After training, the machine learning categorization engine processes the sensor data using pre-trained models trained on datasets of credit score profiles and associated credit scores. It comprises an application-specific integrated circuit (ASIC) for an artificial neural network connected to the computer memory device, the ASIC comprising: a plurality of neurons organized in an array, wherein each neuron comprises a register, a processing element and at least one input, and a plurality of synaptic circuits, each synaptic circuit including a memory for storing a synaptic weight, wherein each neuron is connected to at least one other neuron via one of the plurality of synaptic circuits, wherein the array is configured to analyze said credit profile changes, wherein the AI/ML categorization engine makes a prediction regarding the credit scoring impact.
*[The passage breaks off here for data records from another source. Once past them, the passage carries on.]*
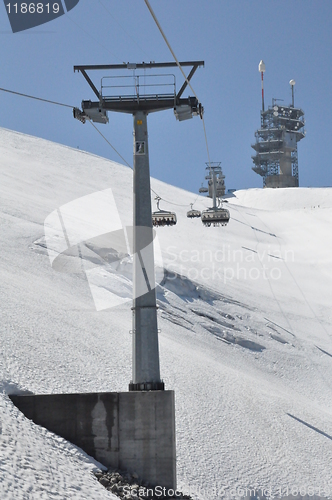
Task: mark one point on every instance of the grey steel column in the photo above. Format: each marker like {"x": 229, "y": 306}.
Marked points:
{"x": 146, "y": 371}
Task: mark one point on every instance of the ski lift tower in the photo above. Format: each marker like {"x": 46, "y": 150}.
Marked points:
{"x": 282, "y": 127}
{"x": 139, "y": 95}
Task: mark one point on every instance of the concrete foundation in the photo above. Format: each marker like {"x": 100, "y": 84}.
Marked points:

The illustrations of embodiments described herein are intended to provide a general understanding of the structure of various embodiments, and they are not intended to serve as a complete description of all the elements and features of apparatus and systems that might make use of the structures described herein. Many other embodiments will be apparent to those of skill in the art upon reviewing the above description. Other embodiments may be utilized and derived therefrom, such that structural and logical substitutions and changes may be made without departing from the scope of this disclosure. Figures are also merely representational and may not be drawn to scale. Certain proportions thereof may be exaggerated, while others may be minimized. Accordingly, the specification and drawings are to be regarded in an illustrative rather than a restrictive sense. Thus, although specific embodiments have been illustrated and described herein, it should be appreciated that any arrangement calculated to achieve the same purpose may be substituted for the specific embodiments shown. This disclosure is intended to cover any and all adaptations or variations of various embodiments. Combinations of the above embodiments, and other embodiments not specifically described herein, will be apparent to those of skill in the art upon reviewing the above description. Therefore, it is intended that the disclosure not be limited to the particular embodiment(s) disclosed.
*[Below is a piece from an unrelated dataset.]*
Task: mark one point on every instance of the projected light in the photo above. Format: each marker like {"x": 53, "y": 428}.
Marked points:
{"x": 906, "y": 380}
1. A method for analyzing credit profiles, comprising:
training a machine learning model using a data set comprising a large number of consumer credit histories and credit scores;
obtaining a user credit profile via an Application Programming Interface;
obtaining a simulated credit profile change; and
presenting the user credit profile and simulated credit profile change to an application-specific integrated circuit (ASIC) for an artificial neural network connected to the computer memory device, the ASIC comprising: a plurality of neurons organized in an array, wherein each neuron comprises a register, a processing element and at least one input, and a plurality of synaptic circuits, each synaptic circuit including a memory for storing a synaptic weight, wherein each neuron is connected to at least one other neuron via one of the plurality of synaptic circuits, wherein the array is configured to analyze said credit profile changes, wherein the AI/ML categorization engine makes a prediction regarding the credit scoring impact of the simulated credit profile change.
2. A method for answering user questions regarding credit, comprising:
training a Large Language Model that is trained based on material provided by experts, e.g., books, pamphlets, and expert responses to example questions, to accurately answer user questions regarding credit scores;
receiving a user question;
searching the Large Language Model to find an answer.